Victorian Tales: The Twisted Tunnels
London, March 1843. Jenny and her Granddad are toshers, that is, scavengers in the sewers, a dangerous and smelly job, but they like it. One day, they sneak into the new underground Thames Tunnel for foot passengers built by Marc Brunel. Queen Victoria is coming to open it, and they want to see her.
Jenny strikes up a conversation with the queen and suggests that they have railways underground, too. It would help with traffic congestion. The queen likes the idea and, in a twinkling, it becomes her idea. Jenny is miffed.
Fast forward to 1860. The first underground train lines are being built, but the construction work means that Jenny and Granddad’s home will be demolished. They become homeless. In desperation, they change jobs. Granddad becomes a railway porter, and Jenny becomes a maid at the King’s Cross Hotel.
One day in 1863, the hotel manager tells Jenny that the hotel chef has been asked to cook for some important railway people at Buckingham Palace to celebrate the new Underground’s opening. But disaster strikes! They are one maid short. Jenny will be whisked to Buckingham Palace in the new underground train. It’s a great honour, he tells her. And the new Underground Railway was all the queen’s idea. Jenny sniffs. She will go – and put the queen straight on a number of things…
This book is an enjoyable gallop through various episodes around London’s transport history, greatly enhanced by Helen Flook’s splendid and informative drawings. The story line is a bit of a muddle as it jumps about, still, children of 7 plus should enjoy the glimpses into the dirt and smells of the building of the London Underground.
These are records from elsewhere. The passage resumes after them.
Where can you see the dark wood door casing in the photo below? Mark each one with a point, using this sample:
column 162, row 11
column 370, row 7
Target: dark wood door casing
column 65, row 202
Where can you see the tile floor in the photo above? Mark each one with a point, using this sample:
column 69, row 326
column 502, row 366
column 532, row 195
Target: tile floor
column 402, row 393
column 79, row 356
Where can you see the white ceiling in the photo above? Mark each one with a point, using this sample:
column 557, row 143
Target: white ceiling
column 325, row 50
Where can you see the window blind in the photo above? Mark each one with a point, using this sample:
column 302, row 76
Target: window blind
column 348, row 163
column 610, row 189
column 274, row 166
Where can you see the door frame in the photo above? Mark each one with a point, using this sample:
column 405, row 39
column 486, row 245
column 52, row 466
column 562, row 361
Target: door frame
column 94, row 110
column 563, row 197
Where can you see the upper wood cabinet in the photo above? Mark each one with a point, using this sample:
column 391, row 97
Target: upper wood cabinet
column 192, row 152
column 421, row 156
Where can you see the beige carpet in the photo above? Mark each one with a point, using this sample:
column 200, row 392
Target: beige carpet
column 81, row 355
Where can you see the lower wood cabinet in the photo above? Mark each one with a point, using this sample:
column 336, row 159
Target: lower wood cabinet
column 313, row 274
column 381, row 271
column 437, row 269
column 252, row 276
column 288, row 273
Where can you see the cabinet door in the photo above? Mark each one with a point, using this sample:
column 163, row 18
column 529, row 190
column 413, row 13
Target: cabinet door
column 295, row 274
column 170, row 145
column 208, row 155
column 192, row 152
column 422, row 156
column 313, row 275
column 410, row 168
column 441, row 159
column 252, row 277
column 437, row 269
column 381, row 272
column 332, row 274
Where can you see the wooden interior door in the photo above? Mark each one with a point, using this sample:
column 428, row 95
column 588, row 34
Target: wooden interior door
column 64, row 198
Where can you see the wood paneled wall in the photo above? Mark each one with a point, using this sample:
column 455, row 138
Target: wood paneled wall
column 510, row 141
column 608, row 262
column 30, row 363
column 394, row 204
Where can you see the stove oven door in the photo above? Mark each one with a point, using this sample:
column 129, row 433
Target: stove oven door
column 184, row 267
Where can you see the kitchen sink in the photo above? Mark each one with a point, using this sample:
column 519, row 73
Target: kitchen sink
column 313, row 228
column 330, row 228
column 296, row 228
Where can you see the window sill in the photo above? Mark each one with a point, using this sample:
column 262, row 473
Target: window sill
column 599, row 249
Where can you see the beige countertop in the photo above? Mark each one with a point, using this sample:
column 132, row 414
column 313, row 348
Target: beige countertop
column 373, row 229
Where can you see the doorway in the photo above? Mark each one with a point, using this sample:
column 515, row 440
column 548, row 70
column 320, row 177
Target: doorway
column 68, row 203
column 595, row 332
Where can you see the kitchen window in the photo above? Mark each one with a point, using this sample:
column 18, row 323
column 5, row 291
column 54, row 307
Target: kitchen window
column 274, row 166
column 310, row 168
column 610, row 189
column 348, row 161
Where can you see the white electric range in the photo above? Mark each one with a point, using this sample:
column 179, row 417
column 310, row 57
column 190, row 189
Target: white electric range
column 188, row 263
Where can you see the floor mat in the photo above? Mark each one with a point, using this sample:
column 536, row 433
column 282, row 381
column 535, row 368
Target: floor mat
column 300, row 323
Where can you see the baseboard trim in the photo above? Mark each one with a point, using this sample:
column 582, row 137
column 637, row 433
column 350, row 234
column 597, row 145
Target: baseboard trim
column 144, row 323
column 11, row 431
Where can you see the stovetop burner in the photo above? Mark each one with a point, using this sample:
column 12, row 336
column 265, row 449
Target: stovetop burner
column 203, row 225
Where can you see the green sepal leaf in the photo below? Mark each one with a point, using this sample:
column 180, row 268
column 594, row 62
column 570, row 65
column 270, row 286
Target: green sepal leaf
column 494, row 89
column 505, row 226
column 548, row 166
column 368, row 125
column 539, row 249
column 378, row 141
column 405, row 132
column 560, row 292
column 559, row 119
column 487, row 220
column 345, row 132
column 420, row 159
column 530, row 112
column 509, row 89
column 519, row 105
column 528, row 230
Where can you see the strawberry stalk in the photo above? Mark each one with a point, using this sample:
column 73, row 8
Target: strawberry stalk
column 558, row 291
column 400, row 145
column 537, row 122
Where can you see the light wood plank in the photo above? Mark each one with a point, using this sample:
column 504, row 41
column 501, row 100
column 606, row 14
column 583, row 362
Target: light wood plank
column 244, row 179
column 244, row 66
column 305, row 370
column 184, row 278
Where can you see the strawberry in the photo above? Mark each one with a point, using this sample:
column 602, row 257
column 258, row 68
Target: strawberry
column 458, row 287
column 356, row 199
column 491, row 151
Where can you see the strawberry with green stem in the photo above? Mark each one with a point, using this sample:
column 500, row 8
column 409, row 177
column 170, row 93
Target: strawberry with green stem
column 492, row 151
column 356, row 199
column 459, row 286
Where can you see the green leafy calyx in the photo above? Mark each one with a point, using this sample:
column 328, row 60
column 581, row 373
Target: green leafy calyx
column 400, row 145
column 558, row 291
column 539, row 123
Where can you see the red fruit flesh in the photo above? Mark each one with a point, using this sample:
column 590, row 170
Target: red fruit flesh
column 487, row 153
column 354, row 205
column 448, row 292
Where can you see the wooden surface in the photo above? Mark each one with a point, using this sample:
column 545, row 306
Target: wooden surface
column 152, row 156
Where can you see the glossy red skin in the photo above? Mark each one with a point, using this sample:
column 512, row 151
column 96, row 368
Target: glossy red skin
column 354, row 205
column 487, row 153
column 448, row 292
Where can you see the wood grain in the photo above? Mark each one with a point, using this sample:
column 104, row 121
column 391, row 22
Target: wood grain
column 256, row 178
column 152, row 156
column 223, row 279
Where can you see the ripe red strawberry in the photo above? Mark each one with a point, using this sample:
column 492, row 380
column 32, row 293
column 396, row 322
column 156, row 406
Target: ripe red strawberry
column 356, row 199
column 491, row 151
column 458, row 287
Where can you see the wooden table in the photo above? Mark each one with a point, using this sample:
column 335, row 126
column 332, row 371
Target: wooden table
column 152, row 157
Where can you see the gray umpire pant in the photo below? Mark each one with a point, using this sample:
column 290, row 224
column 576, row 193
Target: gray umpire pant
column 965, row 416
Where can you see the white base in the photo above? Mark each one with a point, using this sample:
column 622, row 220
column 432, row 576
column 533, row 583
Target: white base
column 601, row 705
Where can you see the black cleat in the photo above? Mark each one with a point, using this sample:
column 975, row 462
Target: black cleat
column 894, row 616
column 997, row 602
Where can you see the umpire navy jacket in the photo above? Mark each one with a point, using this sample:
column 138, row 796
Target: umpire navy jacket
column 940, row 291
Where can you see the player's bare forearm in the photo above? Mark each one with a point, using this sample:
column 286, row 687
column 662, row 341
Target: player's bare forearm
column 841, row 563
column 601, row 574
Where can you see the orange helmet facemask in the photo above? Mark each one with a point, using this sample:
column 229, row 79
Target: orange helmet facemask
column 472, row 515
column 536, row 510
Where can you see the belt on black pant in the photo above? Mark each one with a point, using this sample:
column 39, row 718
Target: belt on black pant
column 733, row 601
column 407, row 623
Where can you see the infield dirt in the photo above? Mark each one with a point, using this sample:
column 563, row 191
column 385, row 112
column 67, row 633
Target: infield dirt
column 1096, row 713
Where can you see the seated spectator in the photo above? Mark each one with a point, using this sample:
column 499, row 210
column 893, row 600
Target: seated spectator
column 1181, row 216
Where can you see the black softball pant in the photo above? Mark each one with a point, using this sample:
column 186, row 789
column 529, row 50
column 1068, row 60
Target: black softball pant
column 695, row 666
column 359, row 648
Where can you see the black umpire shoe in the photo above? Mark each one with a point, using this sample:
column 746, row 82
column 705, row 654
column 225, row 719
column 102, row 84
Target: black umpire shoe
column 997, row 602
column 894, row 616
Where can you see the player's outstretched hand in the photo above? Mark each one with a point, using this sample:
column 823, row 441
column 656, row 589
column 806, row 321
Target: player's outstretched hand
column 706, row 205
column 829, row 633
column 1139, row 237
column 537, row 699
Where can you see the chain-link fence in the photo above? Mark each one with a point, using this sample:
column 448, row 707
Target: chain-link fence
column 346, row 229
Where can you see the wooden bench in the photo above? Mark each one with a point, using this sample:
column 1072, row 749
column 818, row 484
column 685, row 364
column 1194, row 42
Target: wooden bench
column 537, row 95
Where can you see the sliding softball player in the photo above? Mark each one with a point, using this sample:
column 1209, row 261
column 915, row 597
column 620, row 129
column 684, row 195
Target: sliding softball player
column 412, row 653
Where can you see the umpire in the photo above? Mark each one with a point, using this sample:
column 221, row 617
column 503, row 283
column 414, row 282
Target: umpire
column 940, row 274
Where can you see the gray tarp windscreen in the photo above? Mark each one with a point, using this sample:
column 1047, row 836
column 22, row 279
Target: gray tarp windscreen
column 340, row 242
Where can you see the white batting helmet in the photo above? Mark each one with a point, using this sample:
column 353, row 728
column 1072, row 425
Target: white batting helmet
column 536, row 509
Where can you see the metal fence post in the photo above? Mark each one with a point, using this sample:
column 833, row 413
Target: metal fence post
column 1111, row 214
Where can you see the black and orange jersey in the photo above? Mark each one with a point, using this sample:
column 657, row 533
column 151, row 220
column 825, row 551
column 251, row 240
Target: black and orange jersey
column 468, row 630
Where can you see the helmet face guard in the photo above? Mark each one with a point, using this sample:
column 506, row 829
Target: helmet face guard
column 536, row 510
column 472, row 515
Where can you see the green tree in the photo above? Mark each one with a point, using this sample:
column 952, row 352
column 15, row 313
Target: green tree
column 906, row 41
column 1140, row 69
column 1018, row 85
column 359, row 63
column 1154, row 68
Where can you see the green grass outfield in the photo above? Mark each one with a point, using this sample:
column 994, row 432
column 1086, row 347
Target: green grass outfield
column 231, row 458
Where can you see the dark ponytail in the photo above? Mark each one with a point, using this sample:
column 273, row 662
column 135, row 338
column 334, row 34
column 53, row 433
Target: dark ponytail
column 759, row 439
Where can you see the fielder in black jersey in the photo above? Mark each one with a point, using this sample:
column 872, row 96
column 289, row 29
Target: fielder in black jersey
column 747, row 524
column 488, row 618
I like Jenny because she says what she thinks and is cleverer than the rich people, even though she is dirty and poor. I think that people should understand that you can’t do something like building tunnels without causing problems like moving people out of their houses. It must have been a horrible job to be a tosher. I’m am glad that Jenny got to ride first class in the first underground train – and that her life was good in the end. But that only happened because she told the queen what she really thought rather than just pretended to be polite. I like the way that she looked after her Grandpa when he was old too. I think Jenny and her Grandpa had a difficult life because they had to work so hard just to be warm and to have food.